In November last year, Finance minister Mthuli Ncube raised Vat to 15,5% and proposed applying the standard rate to services offered by designated tourist facilities, including safaris and hunting, regardless of classification.

Treasury has justified the move by arguing that widespread lobbying for Vat exemption has created inconsistencies, distorted tax policy, weakened compliance and resulted in significant revenue losses to the fiscus.

While that argument may hold in principle, its tourism application exposes a troubling disconnect between fiscal policy and how the industry actually operates.

In a notice to clients, Victoria Falls Safari Collection said it would absorb the additional 0,5% Vat on accommodation. However, it made clear it could not absorb the full 15,5% Vat now imposed on activities and transfer services that were previously zero-rated. The burden will inevitably be passed on to customers — many of whom made and paid for bookings long before the tax change was announced.

Tourism products are sold well in advance. Safaris, tours and transfers for 2026 were contracted and priced as early as mid-2024.

By introducing a Vat change at the end of 2025 and enforcing it from January 1, the government has effectively imposed a retroactive cost on operators who had already locked in prices. This is not reform; it is a regulatory ambush.

Operators are left with two unpalatable options: absorb costs that erode already thin margins or alter contracts with clients, risking reputational damage, disputes and cancellations. Either way, confidence takes a hit.

This comes at a particularly inopportune time. Zimbabwe is enjoying a rare positive momentum after being named the world’s best country to visit in 2025 by Forbes.

The sector is projected to grow by 3,1%, with international arrivals expected to rise to 1,87 million from 1,79 million in 2025, driven by increased visibility of Victoria Falls, Hwange National Park and the Eastern Highlands.

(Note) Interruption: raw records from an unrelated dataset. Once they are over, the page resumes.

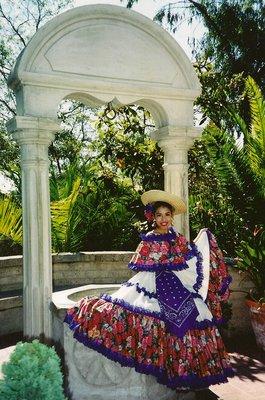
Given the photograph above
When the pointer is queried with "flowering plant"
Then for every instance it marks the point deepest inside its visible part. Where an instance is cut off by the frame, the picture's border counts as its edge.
(149, 212)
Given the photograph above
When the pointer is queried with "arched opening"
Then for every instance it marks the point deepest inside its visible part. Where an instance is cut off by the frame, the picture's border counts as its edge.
(146, 67)
(101, 160)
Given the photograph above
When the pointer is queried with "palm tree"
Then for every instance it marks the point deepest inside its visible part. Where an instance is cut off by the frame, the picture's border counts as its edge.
(240, 162)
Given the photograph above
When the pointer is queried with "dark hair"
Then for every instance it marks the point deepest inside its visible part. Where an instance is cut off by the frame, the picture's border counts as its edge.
(158, 204)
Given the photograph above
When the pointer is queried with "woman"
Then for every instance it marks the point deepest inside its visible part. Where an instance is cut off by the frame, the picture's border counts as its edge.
(163, 321)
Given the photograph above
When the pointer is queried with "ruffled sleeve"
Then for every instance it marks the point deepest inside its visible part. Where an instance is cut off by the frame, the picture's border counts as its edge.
(219, 279)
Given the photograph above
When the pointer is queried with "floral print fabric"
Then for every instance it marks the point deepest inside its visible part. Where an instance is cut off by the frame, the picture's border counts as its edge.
(141, 341)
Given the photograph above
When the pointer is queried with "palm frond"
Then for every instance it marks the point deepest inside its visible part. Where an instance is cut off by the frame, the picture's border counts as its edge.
(61, 217)
(10, 220)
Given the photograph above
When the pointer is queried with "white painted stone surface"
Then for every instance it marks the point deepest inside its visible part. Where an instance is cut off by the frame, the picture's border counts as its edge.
(34, 136)
(94, 377)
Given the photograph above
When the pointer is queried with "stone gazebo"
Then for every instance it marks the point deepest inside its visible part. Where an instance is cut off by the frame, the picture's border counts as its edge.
(95, 54)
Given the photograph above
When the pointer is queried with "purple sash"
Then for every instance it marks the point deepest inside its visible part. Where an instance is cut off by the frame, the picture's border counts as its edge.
(177, 305)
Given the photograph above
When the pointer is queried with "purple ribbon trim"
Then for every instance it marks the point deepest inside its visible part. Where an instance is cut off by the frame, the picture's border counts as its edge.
(151, 295)
(225, 284)
(190, 381)
(199, 268)
(206, 323)
(157, 267)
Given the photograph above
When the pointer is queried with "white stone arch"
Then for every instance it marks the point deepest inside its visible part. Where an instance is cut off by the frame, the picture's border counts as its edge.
(100, 54)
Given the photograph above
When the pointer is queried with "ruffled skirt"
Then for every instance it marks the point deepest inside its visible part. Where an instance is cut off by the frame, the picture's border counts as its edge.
(140, 341)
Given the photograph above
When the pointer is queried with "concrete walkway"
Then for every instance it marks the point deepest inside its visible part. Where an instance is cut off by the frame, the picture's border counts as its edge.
(247, 360)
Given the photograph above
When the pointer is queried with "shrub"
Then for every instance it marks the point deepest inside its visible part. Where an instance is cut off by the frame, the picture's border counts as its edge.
(33, 372)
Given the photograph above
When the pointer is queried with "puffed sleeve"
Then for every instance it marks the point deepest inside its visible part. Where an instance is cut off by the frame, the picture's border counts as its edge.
(219, 279)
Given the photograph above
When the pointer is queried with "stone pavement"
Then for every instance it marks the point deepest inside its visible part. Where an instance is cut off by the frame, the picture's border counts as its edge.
(247, 360)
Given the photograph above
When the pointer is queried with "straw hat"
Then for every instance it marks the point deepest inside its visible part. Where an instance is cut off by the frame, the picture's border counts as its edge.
(153, 196)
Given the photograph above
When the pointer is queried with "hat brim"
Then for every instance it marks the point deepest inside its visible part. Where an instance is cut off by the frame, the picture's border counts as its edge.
(152, 196)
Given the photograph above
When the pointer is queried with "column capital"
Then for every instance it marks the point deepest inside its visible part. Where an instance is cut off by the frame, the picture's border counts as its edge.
(33, 130)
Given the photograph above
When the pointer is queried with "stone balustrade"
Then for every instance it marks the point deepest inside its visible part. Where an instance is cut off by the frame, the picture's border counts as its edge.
(85, 268)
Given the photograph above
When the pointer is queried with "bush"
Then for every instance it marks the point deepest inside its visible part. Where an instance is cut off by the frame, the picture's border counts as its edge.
(33, 372)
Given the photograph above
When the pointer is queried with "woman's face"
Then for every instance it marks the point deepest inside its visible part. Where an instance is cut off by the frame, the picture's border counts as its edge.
(163, 219)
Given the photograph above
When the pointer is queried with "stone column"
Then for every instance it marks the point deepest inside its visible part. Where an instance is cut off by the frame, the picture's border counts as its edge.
(34, 136)
(175, 143)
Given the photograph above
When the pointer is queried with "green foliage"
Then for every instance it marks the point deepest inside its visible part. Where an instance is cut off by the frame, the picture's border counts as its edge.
(231, 49)
(252, 261)
(33, 372)
(10, 220)
(123, 142)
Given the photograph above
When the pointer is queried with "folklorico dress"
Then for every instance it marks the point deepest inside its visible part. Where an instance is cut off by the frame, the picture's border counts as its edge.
(164, 320)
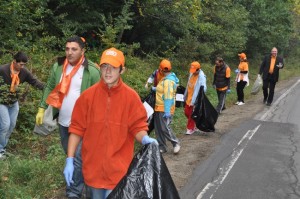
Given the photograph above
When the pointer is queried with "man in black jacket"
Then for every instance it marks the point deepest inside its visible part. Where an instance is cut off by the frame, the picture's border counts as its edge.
(11, 75)
(269, 69)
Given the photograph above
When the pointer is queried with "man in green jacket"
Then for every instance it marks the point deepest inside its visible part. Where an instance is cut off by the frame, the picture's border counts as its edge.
(69, 77)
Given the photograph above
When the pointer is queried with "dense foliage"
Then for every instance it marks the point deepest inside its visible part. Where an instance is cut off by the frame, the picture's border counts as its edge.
(146, 30)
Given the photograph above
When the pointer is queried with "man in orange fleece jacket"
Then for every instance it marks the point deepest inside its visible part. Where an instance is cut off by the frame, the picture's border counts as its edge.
(108, 117)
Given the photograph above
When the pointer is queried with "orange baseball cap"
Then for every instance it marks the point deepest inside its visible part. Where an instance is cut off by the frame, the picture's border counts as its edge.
(194, 66)
(113, 57)
(165, 65)
(242, 55)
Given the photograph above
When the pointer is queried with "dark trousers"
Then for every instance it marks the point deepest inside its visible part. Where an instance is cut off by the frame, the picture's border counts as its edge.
(240, 90)
(221, 99)
(76, 188)
(268, 89)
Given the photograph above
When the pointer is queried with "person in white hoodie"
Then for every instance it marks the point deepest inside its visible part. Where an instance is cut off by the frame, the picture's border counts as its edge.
(196, 79)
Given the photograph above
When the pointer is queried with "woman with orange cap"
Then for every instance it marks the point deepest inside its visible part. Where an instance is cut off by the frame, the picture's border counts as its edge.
(196, 79)
(241, 78)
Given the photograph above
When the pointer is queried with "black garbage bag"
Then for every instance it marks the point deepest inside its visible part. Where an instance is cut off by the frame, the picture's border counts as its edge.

Yet Zimbabwe does not sell tourism in isolation. It competes directly with South Africa, Zambia and Botswana — destinations perceived as offering better value for money.

Concerns that Zimbabwe’s tourism product is more expensive than those of its regional peers are being reinforced by a tax policy that raises costs at the most sensitive point: experiences.

Activities such as safaris, river cruises, guided tours and adventure offerings draw visitors across continents.

Tourists do not travel thousands of kilometres to sleep in hotel rooms they could find at home; they come for unique experiences. Taxing these experiences aggressively undermines the very essence of the tourism product.

Tourism remains one of Zimbabwe’s low-hanging fruits. It earns foreign currency, with a haul of US$922 million between January and September 2025, up from US$839 million recorded over the same period in 2024.

The sector creates jobs and projects a positive national image at a time when the country urgently needs one. Undermining it through abrupt, poorly-timed fiscal measures is tantamount to shooting oneself in the foot.

As things stand, Zimbabwe could be taxing its success story. The tax ambush sabotages the growth of the billion-dollar sector.